# Addition and Subtraction of Integers

The origins of the symbols "+" and "-" to denote operations of addition and subtraction are mirky. It is very plausible that, like the ampesand "&", the plus symbol began as an abbreviation for the Latin et, and. But the Bakhshali Manuscript estimated to date at about third or fourth century A.D., used "+" for subtraction.

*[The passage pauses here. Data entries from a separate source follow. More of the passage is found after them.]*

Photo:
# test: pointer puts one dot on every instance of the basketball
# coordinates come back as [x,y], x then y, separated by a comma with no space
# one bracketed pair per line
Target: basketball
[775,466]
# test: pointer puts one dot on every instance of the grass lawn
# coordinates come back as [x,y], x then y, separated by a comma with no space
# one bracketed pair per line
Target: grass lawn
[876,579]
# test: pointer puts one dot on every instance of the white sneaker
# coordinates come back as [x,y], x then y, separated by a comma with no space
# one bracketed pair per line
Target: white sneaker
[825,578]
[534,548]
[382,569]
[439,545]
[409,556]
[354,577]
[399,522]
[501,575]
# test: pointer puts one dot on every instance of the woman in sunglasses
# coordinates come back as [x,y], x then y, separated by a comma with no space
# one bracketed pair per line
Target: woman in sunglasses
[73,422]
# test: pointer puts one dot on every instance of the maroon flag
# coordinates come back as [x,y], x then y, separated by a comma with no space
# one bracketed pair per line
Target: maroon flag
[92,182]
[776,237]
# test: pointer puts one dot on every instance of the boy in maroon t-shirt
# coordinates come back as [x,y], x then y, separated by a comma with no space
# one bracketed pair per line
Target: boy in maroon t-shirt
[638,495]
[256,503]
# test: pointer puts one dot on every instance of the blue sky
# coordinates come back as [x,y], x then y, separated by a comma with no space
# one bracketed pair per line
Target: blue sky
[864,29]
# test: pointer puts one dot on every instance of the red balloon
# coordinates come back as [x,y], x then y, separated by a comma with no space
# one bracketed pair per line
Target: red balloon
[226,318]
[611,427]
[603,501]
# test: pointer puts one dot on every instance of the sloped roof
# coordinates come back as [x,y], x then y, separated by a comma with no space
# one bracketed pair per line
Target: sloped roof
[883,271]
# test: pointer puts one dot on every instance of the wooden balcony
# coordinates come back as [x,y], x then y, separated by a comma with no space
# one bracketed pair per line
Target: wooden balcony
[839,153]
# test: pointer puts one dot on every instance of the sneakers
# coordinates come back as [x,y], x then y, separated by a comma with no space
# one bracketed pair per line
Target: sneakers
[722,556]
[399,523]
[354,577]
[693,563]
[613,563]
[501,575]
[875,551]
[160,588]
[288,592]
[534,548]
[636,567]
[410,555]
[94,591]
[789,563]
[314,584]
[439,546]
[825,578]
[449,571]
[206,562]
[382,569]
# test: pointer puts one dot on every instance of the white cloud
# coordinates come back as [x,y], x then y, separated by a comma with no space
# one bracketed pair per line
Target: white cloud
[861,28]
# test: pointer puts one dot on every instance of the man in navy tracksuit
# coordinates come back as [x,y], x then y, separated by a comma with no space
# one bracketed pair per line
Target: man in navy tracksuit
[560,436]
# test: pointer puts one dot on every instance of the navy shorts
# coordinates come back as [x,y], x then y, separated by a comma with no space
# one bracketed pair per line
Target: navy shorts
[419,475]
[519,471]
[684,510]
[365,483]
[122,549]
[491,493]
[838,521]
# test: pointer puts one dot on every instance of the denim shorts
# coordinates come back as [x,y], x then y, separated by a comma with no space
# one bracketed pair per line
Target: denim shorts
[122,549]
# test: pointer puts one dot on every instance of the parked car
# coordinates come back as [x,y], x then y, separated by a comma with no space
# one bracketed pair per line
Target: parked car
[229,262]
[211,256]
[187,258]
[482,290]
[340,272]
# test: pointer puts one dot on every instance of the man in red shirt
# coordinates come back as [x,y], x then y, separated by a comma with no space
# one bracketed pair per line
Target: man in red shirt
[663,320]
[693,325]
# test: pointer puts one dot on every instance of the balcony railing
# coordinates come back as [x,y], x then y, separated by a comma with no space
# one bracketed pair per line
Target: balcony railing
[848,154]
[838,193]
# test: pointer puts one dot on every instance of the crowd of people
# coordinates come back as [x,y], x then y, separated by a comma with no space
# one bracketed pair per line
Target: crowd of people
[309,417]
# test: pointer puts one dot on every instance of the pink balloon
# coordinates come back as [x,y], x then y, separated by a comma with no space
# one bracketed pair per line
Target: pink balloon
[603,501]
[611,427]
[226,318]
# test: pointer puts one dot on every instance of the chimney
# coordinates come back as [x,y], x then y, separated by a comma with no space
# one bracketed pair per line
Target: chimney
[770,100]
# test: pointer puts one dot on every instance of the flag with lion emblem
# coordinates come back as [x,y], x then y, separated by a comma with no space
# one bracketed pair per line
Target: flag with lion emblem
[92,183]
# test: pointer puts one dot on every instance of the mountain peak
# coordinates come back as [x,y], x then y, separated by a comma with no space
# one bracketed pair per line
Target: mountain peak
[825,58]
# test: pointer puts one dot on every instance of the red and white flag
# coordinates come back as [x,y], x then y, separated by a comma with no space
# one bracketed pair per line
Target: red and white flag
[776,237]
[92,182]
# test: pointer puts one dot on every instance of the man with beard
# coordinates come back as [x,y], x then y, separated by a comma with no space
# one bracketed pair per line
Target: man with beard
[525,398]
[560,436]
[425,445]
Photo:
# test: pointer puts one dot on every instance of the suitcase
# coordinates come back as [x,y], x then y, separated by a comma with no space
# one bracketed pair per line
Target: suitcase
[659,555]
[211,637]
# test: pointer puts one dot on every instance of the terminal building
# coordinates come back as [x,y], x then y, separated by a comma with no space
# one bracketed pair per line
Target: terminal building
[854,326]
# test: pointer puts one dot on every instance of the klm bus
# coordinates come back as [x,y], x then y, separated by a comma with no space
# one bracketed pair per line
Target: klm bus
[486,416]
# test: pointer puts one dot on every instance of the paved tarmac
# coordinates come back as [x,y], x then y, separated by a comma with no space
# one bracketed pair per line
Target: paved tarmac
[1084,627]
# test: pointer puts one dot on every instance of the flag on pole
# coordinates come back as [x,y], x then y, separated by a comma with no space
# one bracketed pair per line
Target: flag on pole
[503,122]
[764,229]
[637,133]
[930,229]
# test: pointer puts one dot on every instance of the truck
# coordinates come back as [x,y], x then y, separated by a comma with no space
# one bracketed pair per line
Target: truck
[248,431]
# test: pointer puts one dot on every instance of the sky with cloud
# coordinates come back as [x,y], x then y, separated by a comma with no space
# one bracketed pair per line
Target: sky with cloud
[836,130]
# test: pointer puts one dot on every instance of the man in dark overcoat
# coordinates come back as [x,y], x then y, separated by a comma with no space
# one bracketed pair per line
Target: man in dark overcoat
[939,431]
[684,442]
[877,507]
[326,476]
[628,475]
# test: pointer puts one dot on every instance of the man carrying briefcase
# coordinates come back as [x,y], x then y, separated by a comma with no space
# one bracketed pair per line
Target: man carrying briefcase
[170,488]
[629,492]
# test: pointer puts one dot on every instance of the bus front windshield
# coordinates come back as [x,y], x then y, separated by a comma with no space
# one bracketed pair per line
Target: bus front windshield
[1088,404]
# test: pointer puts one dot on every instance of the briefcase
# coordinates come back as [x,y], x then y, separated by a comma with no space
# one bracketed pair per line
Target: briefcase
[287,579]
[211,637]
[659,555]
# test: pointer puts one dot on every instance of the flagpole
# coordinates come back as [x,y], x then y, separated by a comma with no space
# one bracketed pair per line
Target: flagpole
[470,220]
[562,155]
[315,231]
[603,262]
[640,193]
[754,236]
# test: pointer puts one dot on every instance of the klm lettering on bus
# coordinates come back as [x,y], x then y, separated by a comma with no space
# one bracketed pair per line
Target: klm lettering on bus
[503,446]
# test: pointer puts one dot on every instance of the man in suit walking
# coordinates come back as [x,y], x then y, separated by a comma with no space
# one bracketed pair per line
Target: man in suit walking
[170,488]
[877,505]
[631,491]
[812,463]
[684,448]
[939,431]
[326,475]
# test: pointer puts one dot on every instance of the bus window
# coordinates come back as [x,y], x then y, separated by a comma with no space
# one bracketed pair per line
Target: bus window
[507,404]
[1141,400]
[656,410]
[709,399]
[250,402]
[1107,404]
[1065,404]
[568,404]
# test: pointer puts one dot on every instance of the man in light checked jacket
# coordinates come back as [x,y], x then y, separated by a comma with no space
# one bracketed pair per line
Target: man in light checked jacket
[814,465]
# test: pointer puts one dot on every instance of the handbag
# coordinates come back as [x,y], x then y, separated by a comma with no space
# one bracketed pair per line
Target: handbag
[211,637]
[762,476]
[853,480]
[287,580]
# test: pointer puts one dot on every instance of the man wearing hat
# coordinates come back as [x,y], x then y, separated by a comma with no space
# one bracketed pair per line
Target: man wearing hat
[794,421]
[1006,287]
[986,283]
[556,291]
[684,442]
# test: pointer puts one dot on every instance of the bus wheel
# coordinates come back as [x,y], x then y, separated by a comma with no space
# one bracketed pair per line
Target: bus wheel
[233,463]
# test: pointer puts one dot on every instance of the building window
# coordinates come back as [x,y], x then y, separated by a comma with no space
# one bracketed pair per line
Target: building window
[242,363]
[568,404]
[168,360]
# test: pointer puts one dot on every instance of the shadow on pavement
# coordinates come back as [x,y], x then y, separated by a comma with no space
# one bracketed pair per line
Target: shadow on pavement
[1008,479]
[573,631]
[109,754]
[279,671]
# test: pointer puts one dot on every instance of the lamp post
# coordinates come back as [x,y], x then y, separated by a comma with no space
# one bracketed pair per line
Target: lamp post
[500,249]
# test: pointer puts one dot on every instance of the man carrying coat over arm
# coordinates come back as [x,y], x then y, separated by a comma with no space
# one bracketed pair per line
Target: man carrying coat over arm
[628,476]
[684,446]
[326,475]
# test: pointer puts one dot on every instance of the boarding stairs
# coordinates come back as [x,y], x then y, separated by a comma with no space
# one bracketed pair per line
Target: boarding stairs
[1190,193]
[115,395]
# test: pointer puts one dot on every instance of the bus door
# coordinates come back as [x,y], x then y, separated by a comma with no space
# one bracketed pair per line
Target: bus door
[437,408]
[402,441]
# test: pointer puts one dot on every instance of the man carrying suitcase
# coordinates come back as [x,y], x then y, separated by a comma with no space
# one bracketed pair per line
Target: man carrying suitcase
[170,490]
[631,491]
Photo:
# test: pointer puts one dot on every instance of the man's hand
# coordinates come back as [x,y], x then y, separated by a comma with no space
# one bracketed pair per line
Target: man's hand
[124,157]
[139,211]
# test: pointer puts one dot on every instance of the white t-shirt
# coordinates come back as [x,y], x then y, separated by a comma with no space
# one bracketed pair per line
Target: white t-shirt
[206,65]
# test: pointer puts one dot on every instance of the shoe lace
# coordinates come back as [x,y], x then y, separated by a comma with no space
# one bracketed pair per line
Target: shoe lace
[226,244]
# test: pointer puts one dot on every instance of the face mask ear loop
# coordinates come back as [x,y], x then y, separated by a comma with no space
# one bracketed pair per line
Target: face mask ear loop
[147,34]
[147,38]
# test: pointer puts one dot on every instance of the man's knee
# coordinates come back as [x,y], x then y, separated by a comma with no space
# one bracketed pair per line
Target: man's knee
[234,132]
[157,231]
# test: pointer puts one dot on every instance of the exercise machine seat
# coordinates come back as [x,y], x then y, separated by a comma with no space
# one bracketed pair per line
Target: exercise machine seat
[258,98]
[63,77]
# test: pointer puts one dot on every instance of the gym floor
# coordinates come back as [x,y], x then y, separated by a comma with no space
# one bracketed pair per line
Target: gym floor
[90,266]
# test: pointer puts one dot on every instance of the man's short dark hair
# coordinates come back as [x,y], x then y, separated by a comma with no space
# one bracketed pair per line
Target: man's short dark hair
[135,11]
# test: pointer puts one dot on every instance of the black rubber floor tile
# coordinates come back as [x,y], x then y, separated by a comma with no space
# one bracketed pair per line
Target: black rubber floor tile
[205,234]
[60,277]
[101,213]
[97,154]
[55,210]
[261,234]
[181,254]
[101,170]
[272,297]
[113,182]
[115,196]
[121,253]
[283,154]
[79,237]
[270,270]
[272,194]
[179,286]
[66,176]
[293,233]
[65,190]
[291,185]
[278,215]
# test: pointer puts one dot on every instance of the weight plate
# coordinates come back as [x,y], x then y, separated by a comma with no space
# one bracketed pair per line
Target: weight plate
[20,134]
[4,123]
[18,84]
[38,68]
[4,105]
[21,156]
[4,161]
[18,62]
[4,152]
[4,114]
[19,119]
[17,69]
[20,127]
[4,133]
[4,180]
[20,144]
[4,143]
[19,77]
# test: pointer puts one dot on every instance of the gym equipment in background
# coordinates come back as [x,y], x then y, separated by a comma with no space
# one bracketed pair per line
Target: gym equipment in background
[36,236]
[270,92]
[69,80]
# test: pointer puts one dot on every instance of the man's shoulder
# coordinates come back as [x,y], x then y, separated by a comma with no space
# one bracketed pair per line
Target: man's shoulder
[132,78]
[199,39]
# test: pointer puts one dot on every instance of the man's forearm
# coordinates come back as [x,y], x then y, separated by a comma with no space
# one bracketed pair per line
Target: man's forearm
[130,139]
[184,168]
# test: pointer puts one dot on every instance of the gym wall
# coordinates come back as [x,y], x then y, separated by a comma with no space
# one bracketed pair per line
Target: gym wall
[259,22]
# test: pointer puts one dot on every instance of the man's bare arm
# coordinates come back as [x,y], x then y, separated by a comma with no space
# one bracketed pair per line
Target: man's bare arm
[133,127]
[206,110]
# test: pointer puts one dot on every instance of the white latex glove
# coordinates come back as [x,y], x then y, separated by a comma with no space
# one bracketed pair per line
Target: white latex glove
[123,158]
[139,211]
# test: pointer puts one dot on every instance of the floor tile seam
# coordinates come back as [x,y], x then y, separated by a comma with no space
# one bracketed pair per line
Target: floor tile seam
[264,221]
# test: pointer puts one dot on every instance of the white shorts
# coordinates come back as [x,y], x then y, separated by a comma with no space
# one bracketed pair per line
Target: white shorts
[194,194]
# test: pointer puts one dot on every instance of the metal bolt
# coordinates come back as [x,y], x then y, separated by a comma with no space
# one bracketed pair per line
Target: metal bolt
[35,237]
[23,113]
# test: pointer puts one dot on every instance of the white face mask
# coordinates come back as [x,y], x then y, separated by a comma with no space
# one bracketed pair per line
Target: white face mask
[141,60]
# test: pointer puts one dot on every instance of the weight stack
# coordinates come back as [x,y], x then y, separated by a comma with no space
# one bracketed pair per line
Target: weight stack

Both symbols, with their now common meanings, first appeared in print in 1489, although the latin cross (a cross with one segment alongated) in a horizontal position was used by Fermat, Rolle, L'Hospital, and De Moivre as late as the eighteenth century.

Addition signifies joining two groups in counting or two measurements, say when two sticks are placed end to end. (In passing, the numbers added are both called addends, the result is the sum.) R. Aharoni observes that there are two different modes of addition: static and dynamic.

Static situation Dynamic situation I have 5 hardcover and 3 papeback books. How many books do I have? I had 5 hardcover books and have bought 3 paperbacks. How many books do I now have?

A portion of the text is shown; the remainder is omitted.